Fransa terörle mücadele ediyor
Fransa duygusal bir merasimle bu cumartesi Nice saldırısının kurbanlarını andı. Fransa Başbakanı Castex, köktenci İslam'a bir kez daha savaş açtı. Geçtiğimiz haftanın olayları, Fransa'nın laikliğini de bir kez daha tartışmaya açtı.
Maske zorunlu, peçe yasak mı?
Fransa'da din her ne kadar resmi olarak özel hayatın bir parçası kabul edilse de devlet Müslümanların gündelik hayatına fazlasıyla müdahale ediyor, diyor The Irish Times:
“Ülkenin siyasi kültürü, Fransızların laiklik olarak adlandırdığı şeye büyük önem veriyor.

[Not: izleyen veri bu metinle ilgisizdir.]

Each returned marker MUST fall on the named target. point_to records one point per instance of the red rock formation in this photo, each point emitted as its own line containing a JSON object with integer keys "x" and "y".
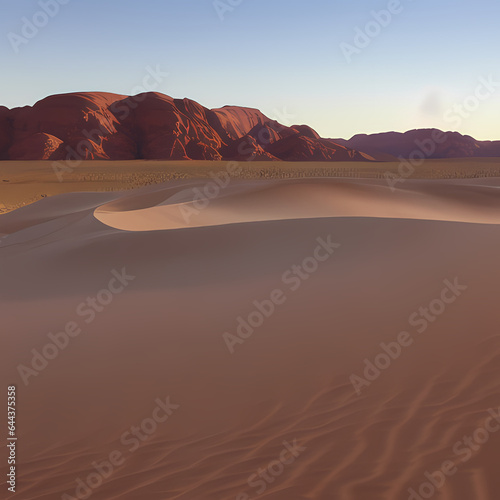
{"x": 39, "y": 146}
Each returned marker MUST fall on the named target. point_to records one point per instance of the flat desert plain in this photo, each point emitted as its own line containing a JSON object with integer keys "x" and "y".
{"x": 284, "y": 339}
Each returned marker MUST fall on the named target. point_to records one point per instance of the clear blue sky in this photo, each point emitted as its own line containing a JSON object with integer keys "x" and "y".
{"x": 282, "y": 56}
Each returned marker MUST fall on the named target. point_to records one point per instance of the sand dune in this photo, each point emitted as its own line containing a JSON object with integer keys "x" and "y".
{"x": 372, "y": 258}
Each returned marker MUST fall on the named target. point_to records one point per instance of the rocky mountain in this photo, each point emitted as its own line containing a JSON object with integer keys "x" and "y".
{"x": 431, "y": 143}
{"x": 97, "y": 125}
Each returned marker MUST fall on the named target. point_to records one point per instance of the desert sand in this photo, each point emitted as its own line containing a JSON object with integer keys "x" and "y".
{"x": 326, "y": 270}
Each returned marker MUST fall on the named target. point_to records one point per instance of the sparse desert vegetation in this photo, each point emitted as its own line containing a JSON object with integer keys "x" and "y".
{"x": 24, "y": 182}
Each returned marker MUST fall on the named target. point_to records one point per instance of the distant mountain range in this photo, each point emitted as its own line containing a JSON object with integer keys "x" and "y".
{"x": 98, "y": 125}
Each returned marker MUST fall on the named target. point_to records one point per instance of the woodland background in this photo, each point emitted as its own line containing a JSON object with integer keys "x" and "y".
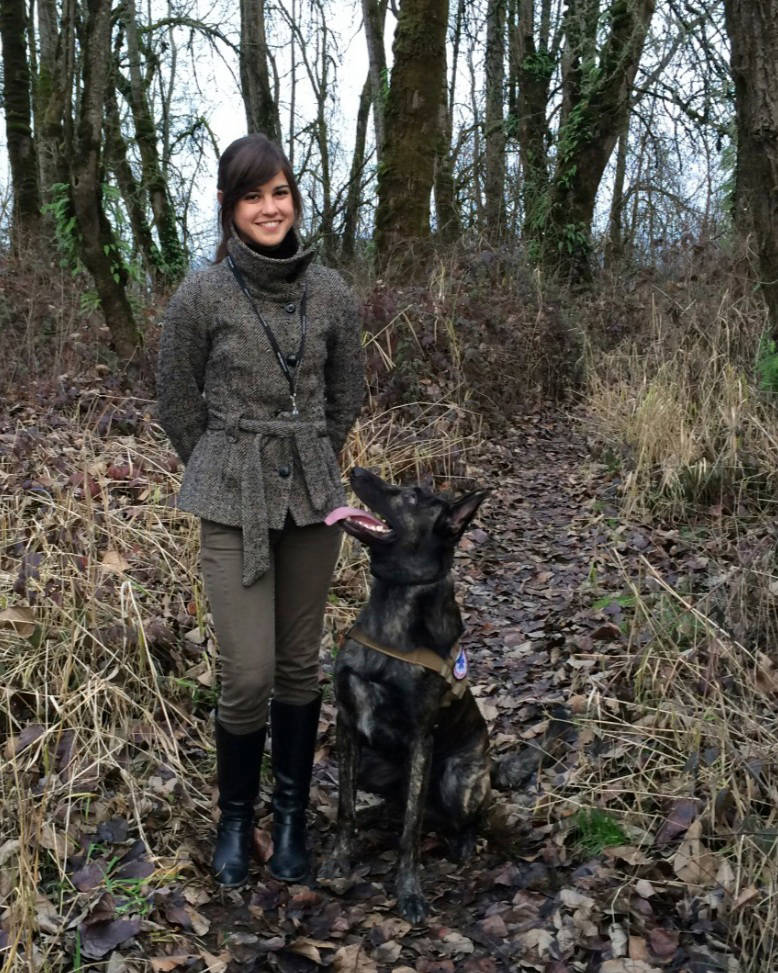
{"x": 562, "y": 221}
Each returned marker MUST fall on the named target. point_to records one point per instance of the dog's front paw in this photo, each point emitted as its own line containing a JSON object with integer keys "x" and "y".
{"x": 412, "y": 906}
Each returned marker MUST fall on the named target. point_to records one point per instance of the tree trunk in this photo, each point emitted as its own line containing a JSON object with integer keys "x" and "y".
{"x": 54, "y": 126}
{"x": 752, "y": 26}
{"x": 533, "y": 68}
{"x": 494, "y": 176}
{"x": 407, "y": 172}
{"x": 153, "y": 179}
{"x": 99, "y": 250}
{"x": 614, "y": 247}
{"x": 22, "y": 154}
{"x": 595, "y": 108}
{"x": 446, "y": 210}
{"x": 374, "y": 17}
{"x": 117, "y": 161}
{"x": 261, "y": 107}
{"x": 354, "y": 192}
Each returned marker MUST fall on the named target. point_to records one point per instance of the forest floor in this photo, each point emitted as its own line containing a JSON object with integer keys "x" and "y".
{"x": 563, "y": 878}
{"x": 542, "y": 580}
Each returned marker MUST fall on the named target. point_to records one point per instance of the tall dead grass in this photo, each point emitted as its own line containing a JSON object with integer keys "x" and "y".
{"x": 108, "y": 672}
{"x": 685, "y": 720}
{"x": 677, "y": 406}
{"x": 678, "y": 741}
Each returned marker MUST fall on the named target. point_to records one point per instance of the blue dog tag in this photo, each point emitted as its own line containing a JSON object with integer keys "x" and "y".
{"x": 460, "y": 665}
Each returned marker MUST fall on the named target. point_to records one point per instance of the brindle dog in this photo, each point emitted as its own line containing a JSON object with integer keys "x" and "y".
{"x": 400, "y": 725}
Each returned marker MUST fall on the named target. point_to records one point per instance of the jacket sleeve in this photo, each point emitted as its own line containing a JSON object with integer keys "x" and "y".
{"x": 183, "y": 353}
{"x": 344, "y": 373}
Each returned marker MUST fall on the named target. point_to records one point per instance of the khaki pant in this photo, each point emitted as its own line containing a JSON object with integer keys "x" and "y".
{"x": 269, "y": 633}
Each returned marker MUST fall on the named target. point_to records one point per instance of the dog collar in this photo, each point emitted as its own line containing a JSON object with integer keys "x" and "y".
{"x": 453, "y": 669}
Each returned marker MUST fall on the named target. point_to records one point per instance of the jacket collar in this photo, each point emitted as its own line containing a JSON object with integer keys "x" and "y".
{"x": 274, "y": 276}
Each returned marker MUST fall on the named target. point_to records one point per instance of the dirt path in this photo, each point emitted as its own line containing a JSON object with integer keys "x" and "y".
{"x": 539, "y": 542}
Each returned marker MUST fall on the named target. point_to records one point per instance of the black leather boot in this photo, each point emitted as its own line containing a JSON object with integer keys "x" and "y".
{"x": 293, "y": 738}
{"x": 238, "y": 764}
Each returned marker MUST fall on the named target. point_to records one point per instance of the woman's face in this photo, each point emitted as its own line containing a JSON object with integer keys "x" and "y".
{"x": 266, "y": 214}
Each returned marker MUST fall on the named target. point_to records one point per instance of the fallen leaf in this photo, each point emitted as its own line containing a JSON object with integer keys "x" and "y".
{"x": 163, "y": 964}
{"x": 638, "y": 949}
{"x": 99, "y": 938}
{"x": 113, "y": 562}
{"x": 353, "y": 959}
{"x": 495, "y": 926}
{"x": 745, "y": 896}
{"x": 216, "y": 964}
{"x": 692, "y": 862}
{"x": 682, "y": 812}
{"x": 644, "y": 888}
{"x": 20, "y": 619}
{"x": 663, "y": 942}
{"x": 627, "y": 966}
{"x": 618, "y": 938}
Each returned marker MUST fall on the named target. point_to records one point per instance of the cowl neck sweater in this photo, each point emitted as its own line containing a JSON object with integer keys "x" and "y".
{"x": 279, "y": 278}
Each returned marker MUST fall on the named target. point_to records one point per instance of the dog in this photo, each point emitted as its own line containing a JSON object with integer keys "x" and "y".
{"x": 407, "y": 723}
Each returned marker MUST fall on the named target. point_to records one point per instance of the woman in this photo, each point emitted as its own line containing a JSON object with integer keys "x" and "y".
{"x": 259, "y": 382}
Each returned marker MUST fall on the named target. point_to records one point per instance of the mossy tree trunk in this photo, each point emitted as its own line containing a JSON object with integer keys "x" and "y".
{"x": 598, "y": 58}
{"x": 99, "y": 250}
{"x": 596, "y": 102}
{"x": 261, "y": 107}
{"x": 22, "y": 154}
{"x": 532, "y": 60}
{"x": 153, "y": 178}
{"x": 413, "y": 118}
{"x": 494, "y": 136}
{"x": 53, "y": 99}
{"x": 752, "y": 26}
{"x": 374, "y": 18}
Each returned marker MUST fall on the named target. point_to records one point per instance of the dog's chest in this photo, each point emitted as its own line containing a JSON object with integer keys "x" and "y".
{"x": 381, "y": 697}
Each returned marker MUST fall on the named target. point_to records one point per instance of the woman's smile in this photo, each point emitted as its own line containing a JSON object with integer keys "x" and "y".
{"x": 265, "y": 215}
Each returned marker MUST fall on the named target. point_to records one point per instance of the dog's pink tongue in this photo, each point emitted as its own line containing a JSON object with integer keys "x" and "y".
{"x": 341, "y": 513}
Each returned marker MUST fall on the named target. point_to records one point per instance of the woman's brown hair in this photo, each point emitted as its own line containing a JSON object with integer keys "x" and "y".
{"x": 246, "y": 163}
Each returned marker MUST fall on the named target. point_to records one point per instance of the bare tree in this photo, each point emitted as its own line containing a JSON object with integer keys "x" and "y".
{"x": 261, "y": 107}
{"x": 154, "y": 182}
{"x": 413, "y": 117}
{"x": 99, "y": 249}
{"x": 22, "y": 153}
{"x": 374, "y": 18}
{"x": 753, "y": 30}
{"x": 494, "y": 138}
{"x": 54, "y": 92}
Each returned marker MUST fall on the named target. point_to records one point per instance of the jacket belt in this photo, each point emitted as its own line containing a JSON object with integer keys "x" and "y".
{"x": 253, "y": 504}
{"x": 421, "y": 657}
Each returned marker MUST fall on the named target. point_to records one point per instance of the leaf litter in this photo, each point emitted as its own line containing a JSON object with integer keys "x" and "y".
{"x": 592, "y": 642}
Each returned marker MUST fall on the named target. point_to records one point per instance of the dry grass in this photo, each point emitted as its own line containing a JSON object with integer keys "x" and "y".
{"x": 678, "y": 398}
{"x": 107, "y": 666}
{"x": 683, "y": 726}
{"x": 685, "y": 720}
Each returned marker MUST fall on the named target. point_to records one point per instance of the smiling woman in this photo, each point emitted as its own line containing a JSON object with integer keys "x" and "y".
{"x": 266, "y": 214}
{"x": 259, "y": 382}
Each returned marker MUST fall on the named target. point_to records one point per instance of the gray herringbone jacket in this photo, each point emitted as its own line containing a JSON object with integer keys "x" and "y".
{"x": 224, "y": 401}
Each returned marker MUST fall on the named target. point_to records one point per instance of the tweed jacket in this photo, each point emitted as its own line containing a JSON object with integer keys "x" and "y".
{"x": 224, "y": 401}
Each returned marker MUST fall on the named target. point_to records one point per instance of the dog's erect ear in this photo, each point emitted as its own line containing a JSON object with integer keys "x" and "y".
{"x": 460, "y": 514}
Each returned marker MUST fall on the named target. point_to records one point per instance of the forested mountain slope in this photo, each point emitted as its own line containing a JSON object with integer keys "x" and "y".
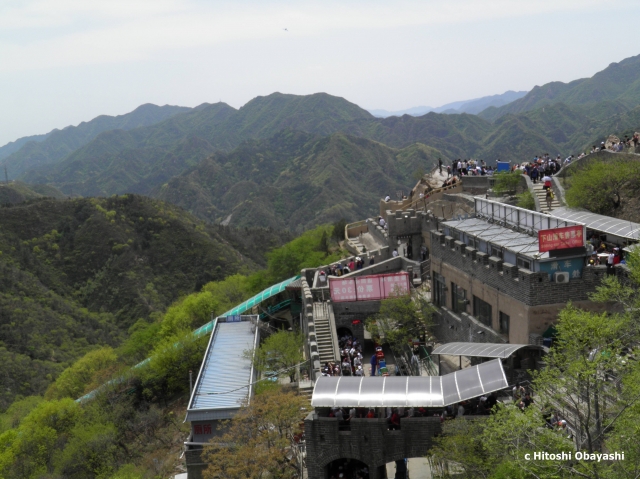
{"x": 296, "y": 180}
{"x": 57, "y": 144}
{"x": 79, "y": 273}
{"x": 618, "y": 82}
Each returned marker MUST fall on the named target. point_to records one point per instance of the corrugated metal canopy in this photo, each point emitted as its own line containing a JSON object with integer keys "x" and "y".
{"x": 514, "y": 241}
{"x": 480, "y": 350}
{"x": 408, "y": 391}
{"x": 605, "y": 224}
{"x": 225, "y": 376}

Laiklik doktrini devletin, vatandaşlarının ilahi ve metafizik kanaatlerine karşı tarafsız bir duruş takınmasını öngörüyor. ... Buna rağmen birçok Müslüman, Fransa toplumunun kendi etnik kökenlerini ya da dini inançlarını özel hayatın bir unsuru kabul etmediğine inanıyor. Gerçekten de maskenin gündelik hayatın bir parçası olduğu günümüzde, Fransa Cumhuriyeti'nin daha birkaç yıl öncesine kadar kamusal alanda yüzlerini kapatan ya da haşemalarla yüzen Müslüman kadınları cezalandırmaya uğraşmış olmasına anlam vermek zor.”
Devlet İslamı dışlıyor
Sosyolog Jean-François Bayart Le Monde'daki yazısında, Fransız devletinin İslamla bir sorunu olduğunu söylüyor:
“[İki terör olayının ardından] duyulan korku, tiksinti ve öfke, cumhuriyetin tanımının sadece kendilerinin yapabileceğini iddia eden ideologlara uygun bir zemin sundu. ... Ama polis, Müslüman kökenli oldukları düşünülen gençlere karşı yasadışı ve sistematik ayrımcılık uyguladığında, devletin içine işlemiş bir İslamofobiyle karşı karşıyayız demektir. Bu devlet 'dinlere karşı tarafsız' değil. ... Geçen onlarca yıl boyunca Hıristiyanlık ve Yahudiliğe karşı 'pozitif' bir sekülarizm geliştirerek bu dinleri sürekli daha değerli kılarken, İslam'ı aydınlanma bahanesiyle kontrol altında tutabilmek adına siyasal olarak ikincilleştirmeye çalıştı.”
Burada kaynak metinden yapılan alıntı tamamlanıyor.